There are hundreds of mitochondria within human cells and it is crucial to protect the mitochondria from age-related stress and oxidative burden in order to prevent functional disease and aging risk. These mitochondria are power generators that are responsible for the cell grid. If they are compromised the functional performance survival of the cell is jeopardized complete loss can result.

Each mitochondria carries its own small circular DNA genome, called mtDNA, the products of which are required for energy production. Because mtDNA has limited repair abilities, normal and mutant versions of mtDNA are often found in the same cell, a condition known as heteroplasmy. Most people start off life with some level of heteroplasmy, and the levels of mutant mtDNA increase throughout life. When a critical threshold level of mutant mtDNA is passed, cells become nonfunctional or die.

When mitochondria mutant mtDNA is critical a process of mitophagy results.
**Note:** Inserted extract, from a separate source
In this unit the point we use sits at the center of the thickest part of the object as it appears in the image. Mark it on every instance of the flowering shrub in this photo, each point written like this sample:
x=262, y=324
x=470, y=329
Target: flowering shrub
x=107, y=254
The important goal in targeting mitochondria is to prevent it from getting to the point of no return.

It is essential that thorough assessment be made through genetic analysis that specifically assess mtDNA and corresponding gene controls.

Many health conditions are caused by critical mutant mtDNA including neurodegenerative disease, Autism, Autism Spectrum Disorder, Disorders of Autonomic Control, Schizophrenia, Behavioral Disorders like OCD, ADHD, Metabolic and Gating Disturbances, Chronic Immune Functional Related Fatigue, Chronic Pain Syndrome, etc.

GeneSavvy testing is the best form of analysis for these disorders and should be the first place in working up the foundational causes and needed targeting to address the functional disturbances caused by mutant mtDNA and nuclear mitochondrial gene disturbances.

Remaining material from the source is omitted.